Pub.L. 87-781, § 107(a)(4) (1962). A drug is exempt from the new drug provisions of the act if four conditions are met: 1) the drug was commercially used or sold in the U.S. prior to October 1962; 2) the drug was not a "new drug" under the pre-amendment Act; 3) the drug was not covered by an effective new drug application prior to October 1962; 4) the drug is currently intended solely for use under conditions prescribed or recommended in its 1962 labeling. See United States v. Articles of Drug: 5,906 Boxes, 745 F.2d 105, 108 (1st Cir. 1984), cert. denied, 470 U.S. 1004, 84 L. Ed. 2d 379, 105 S. Ct. 1358 (1985). This regulatory exemption must be strictly construed, and G & W has the burden of proof as to each condition. See id. at 113.
The government may obtain summary judgment dismissing this defense if it can establish that no genuine issue of fact exists for any of the four necessary conditions. The government argues, based on FDA records,
that Anucort fails to meet any of the requirements.
G & W responds that the declaration of Carl J. Greenblatt, G & W's founder and chairman of the board, creates a genuine issue of fact that, under Rule 56(c), precludes the grant of summary judgment. The court finds, however, that G & W's grandfather clause fails as a matter of law even upon crediting Mr. Greenblatt's declaration.

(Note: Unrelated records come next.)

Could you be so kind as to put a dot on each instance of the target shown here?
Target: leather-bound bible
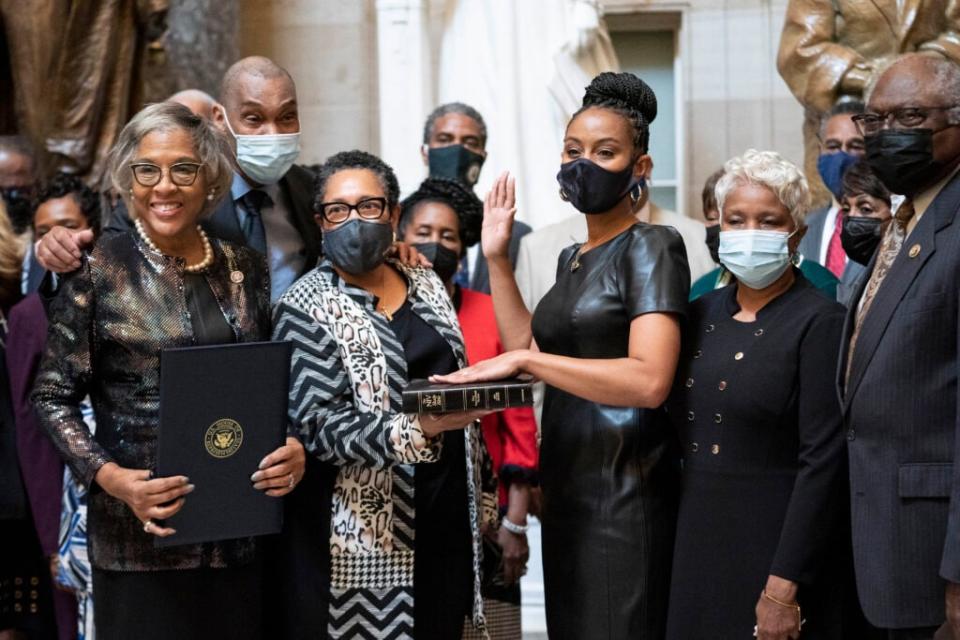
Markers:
(222, 409)
(422, 396)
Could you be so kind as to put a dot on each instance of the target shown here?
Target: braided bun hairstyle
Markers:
(463, 201)
(628, 95)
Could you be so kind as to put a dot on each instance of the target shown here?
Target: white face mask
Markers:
(266, 158)
(756, 258)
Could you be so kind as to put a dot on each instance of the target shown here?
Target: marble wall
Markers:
(330, 48)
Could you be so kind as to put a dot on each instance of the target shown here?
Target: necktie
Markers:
(253, 202)
(836, 257)
(889, 248)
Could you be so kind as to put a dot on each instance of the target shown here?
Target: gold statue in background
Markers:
(831, 49)
(79, 70)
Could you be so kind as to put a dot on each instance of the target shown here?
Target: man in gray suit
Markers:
(898, 374)
(454, 146)
(840, 146)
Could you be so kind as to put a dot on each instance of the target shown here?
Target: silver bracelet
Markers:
(519, 529)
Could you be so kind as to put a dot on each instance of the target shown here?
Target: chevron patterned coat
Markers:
(347, 375)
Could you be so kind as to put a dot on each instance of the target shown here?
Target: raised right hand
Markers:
(60, 249)
(499, 208)
(436, 423)
(155, 499)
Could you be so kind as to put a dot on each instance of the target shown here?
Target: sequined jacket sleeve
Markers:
(65, 375)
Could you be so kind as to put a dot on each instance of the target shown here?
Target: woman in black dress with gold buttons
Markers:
(607, 339)
(759, 419)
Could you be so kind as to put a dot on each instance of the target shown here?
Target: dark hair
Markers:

The grandfather clause requires that the "drug" must have been commercially sold or used in the United States prior to 1962. Mr. Greenblatt's statement concerning this requirement is as follows:
Ever since its introduction in 1958-59, G & W has regularly manufactured and distributed an Anusol-HC formula suppository. Originally these drugs were labeled simply as "hemorrhoidal suppositories with hydrocortisone acetate." However, since 1980-81, the same formula product has borne the brand name "Anucort" and is called Anucort Hemorrhoidal Suppositories, as well as being sold on a private label basis to some larger customers.